Une affectation au cas par cas
Le Casnav évalue le niveau scolaire des élèves et leur maîtrise du français afin de déterminer leur orientation. " L'idée, c'est vraiment de leur apprendre le métier d'écolier ", explique Phuc Do-Cao, conseiller pédagogique. Certains jeunes rejoignent une classe ordinaire, d'autres sont orientés vers les dispositifs UPE2A ou PSA pour les élèves peu ou pas scolarisés auparavant.
Mais avant l'entrée en classe, il faut trouver une place. L'affectation se fait en fonction du secteur d'habitation et des capacités des établissements. Une tâche compliquée par la mobilité de certaines familles. " Un jour, elles peuvent être à Cayenne, le lendemain à Rémire et le lendemain à Matoury ou à Kourou ", rapporte François Daniel.
À Saint-Laurent-du-Maroni, la situation est particulièrement tendue. Selon les services municipaux cités par nos confrères de Guyane la 1ère, environ 200 élèves restent sur liste d'attente. Une situation qui se résorbe habituellement au cours du mois de septembre. La commune évoque aussi la situation transfrontalière avec Albina, au Suriname. Certaines familles y résidant utiliseraient des adresses à Saint-Laurent pour scolariser leurs enfants. Le phénomène est estimé à moins d'une cinquantaine d'enfants.
" Il y a obligation de scolarisation "
En 2025, 90 % des dossiers suivis par le Casnav avaient trouvé une place. Sur deux ans, près de 1 400 élèves ont été recensés dans l'académie, du primaire au lycée professionnel et jusqu'à la Mission de lutte contre le décrochage scolaire (MLDS). 83 % ont intégré l'enseignement.
Les situations restantes peuvent correspondre à des élèves encore en attente ou dont l'affectation doit être reprise. " Ceux qui attendent le plus longtemps passent en premier ", précise l'inspecteur.
Le Casnav ne s'occupe pas uniquement des élèves étrangers. " Ce matin, c'était une famille de quatre enfants guyanais, de 4 à 11 ans, qui n'ont jamais été scolarisés ", explique Phuc Do-Cao.
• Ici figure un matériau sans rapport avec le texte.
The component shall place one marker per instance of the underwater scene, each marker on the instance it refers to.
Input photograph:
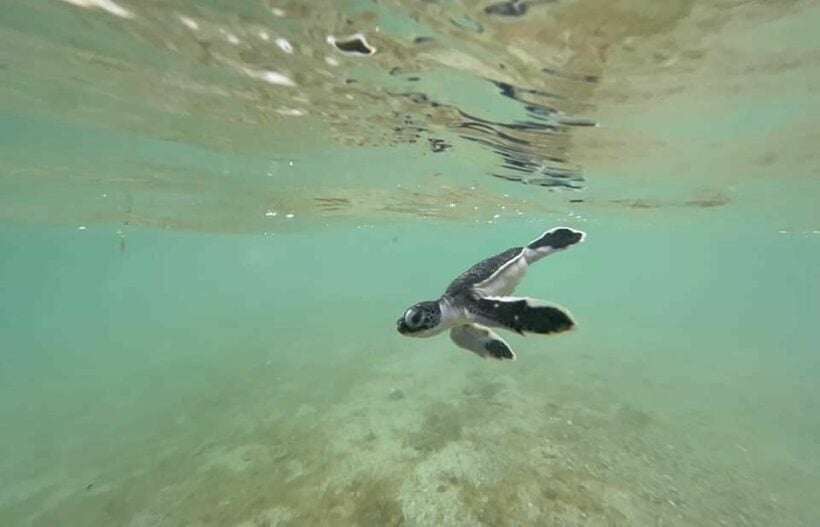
(473, 263)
Pour les plus jeunes, l'équipe oriente les familles vers les mairies. Pour les 16-18 ans sans solution, elle travaille avec la MLDS.
" Il y a obligation de scolarisation, peu importe la situation d'un élève ", rappelle le centre.
Le Casnav fonctionne aujourd'hui avec deux secrétaires, une à Cayenne et une à Saint-Laurent, un conseiller pédagogique, une animatrice et un inspecteur. " Nous, on doit accueillir les familles, affecter les élèves et répondre au mieux avec les moyens qu'on a ", résume l'inspecteur, qui demande un renforcement du service pour répondre à l'ensemble de ses missions.